It’s one of our favourite times of the year, Marathon Season. With close to ten years of treating injuries, fixing them feels like old hat, watching the process runners go through and the changes in their bodies is very interesting.
We are very lucky to have runners coming to us at the start of their marathon training and we get to quietly observe how their bodies change and more interesting how their fear of not being able to complete a marathon dissolves as each week of training goes by.
I feel like the doctor who nods knowingly when I tell him what’s wrong, I’m guessing I’m the 100th person he’s seen this week with the same symptoms and he only needs to look at me to know what’s wrong. But I still need to tell the doc how I feel and want him to listen to all the symptoms I am suffering from.

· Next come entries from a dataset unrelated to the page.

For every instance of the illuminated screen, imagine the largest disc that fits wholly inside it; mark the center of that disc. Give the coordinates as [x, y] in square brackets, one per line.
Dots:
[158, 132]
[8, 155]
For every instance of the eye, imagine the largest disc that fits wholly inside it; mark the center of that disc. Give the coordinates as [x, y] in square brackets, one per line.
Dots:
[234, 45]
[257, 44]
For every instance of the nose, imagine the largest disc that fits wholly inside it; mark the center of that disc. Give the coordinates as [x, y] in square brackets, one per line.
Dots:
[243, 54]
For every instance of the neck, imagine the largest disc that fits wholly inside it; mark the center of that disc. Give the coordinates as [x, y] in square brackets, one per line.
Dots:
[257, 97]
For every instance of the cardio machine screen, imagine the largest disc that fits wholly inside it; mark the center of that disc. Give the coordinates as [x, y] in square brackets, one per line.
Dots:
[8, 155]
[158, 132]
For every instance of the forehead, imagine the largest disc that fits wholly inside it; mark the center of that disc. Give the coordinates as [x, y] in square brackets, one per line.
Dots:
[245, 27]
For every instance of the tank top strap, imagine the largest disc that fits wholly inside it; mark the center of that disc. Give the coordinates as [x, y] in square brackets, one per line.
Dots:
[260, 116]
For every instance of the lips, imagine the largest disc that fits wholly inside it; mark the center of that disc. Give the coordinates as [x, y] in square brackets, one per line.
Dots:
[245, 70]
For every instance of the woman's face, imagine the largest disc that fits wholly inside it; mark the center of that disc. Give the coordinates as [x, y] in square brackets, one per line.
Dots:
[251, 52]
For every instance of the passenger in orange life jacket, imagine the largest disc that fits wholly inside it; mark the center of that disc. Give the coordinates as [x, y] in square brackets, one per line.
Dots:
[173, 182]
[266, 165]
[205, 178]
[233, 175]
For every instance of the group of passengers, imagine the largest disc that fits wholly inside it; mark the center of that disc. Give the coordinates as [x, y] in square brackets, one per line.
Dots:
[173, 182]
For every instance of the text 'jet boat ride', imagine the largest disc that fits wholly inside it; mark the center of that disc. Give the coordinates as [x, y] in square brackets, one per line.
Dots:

I see the panic on the runners faces at the start of the marathon training, “I am struggling to run 8 miles, how am I going to finish 26 miles”. When runners make it to the 16 mile mark on their training plan, you can see the belief starting to happen and after their first 18 mile run there is relief and a bit of excitement building, despite the rather sore, tired legs attached below the waist.
Then the training is over and the tapering starts. Real panic sets in: have I trained enough, will I get sick, will I finish. The list goes on. What a privileged place to be as a sports massage therapist, to be able to reassure and offer useful advice is truly rewarding. In all my years of treating runners, only one did not make it to the finish-line and that was because we decided that the week before the marathon was not enough time to fix a crunching/grinding knee and he was happy to defer his place to the following year.
For every runner (such as the one who only made it to 14 miles in training but “had” to run NY marathon) we were able to help with a race strategy to get them to the finish-line, even those doing their 5th marathon on a good-for-age time, we analysed areas where they could make small improvements. As the years go by, the experience doesn’t diminish for us, we get to learn and grow with our clients and love hearing the stories of how they made it through (bleed nipples and all).
When I started the marathon MOT, it was to offer a proactive solution to preventing running injuries. However there was a little surprise in store for me, I realised I was observing a journey someone was on, quietly allowed to meet them on-route, offering advice to suggest a direction they hadn’t considered. To be able to observe how they go from uncertain to believing to completing a goal and then to be allowed to share in their joy – hey I won’t get heavy, but it keeps our little world going round.
So a huge thanks to who ever invented the marathon – you’ve made us a bunch of very happy massage therapists.